Considerando que apenas 25% dos recursos disponibilizados foram efetivamente gastos em projetos e ações listados nas despesas de capital aptas a receber recursos do financiamento a pouco mais de dois meses do termo final do prazo contratual (14 de dezembro de 2019), chama atenção o fato de o governo já ter pago, desde dezembro, R$ 22,0 milhões à Caixa a título de amortização da dívida e pagamento de juros referentes ao contrato em questão. “O cenário é de um empréstimo que foi feito para colocar pra frente obras de infraestrutura importantes, como a Bacia do Fragoso, o Corredor Leste/Oeste, a Via Metropolitana Norte, e na verdade, passados quase dez meses do depósito, apenas um quarto desse valor foi efetivamente gasto com esses investimentos. Por outro lado, a totalidade do recurso foi debitada da conta. É preciso uma explicação rápida, estamos falando da vida das pessoas afetadas com a não conclusão dessas importantes obras”, registrou. A parlamentar também registrou que o contrato de financiamento representa um dispêndio significativo aos cofres públicos por decorrência do custeio da dívida e dos juros cobrados. “Não faz sentido pegar o empréstimo, gastar com o serviço da dívida, com os juros, e só utilizar um quarto dos recursos.
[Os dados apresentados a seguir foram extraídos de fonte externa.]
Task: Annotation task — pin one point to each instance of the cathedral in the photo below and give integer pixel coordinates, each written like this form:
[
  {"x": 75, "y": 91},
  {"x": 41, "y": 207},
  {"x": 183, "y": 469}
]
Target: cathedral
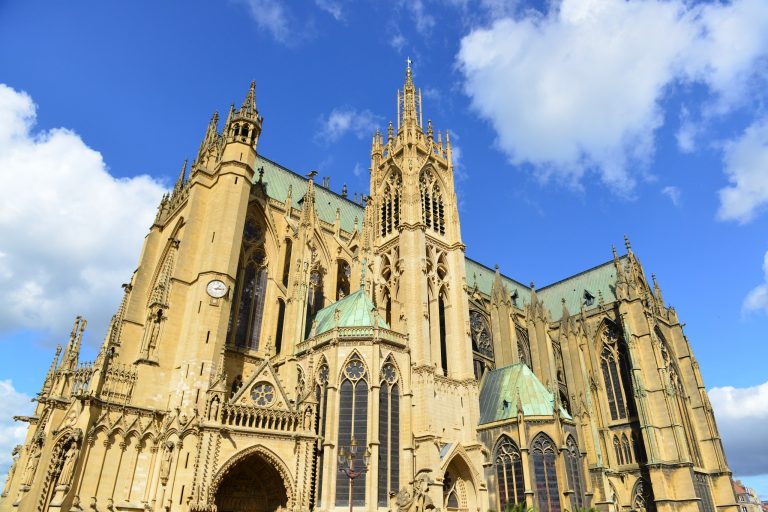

O quadro sugere que se utilizou a totalidade dos recursos para outro fim e agora estão correndo pra tentar contemplar o contrato”, afirmou.
Nos ofícios remetidos aos órgãos de controle e fiscalização, Priscila Krause afirmou que o reduzido nível de execução do contrato Finisa II e os dados levantados que apontam para a retirada dos R$ 167,8 milhões da conta específica do financiamento na Caixa Econômica revelam, além do descumprimento contratual com o banco, desrespeitos à Constituição Federal (Regra de Ouro), à Lei de Responsabilidade Fiscal e à Lei dos Crimes Contra o Sistema Financeiro Nacional. Para a parlamentar, no entanto, as consequências sociais da burla fiscal são as mais representativas politicamente. “A consequência disso tudo é um nível de investimento baixíssimo e a maior lentidão na entrega de obras que são fundamentais para Pernambuco. Não é possível que se tenha o recurso e, por conta desse malabarismo para fechar as contas, se penalize mais uma vez os mais necessitados”, registrou.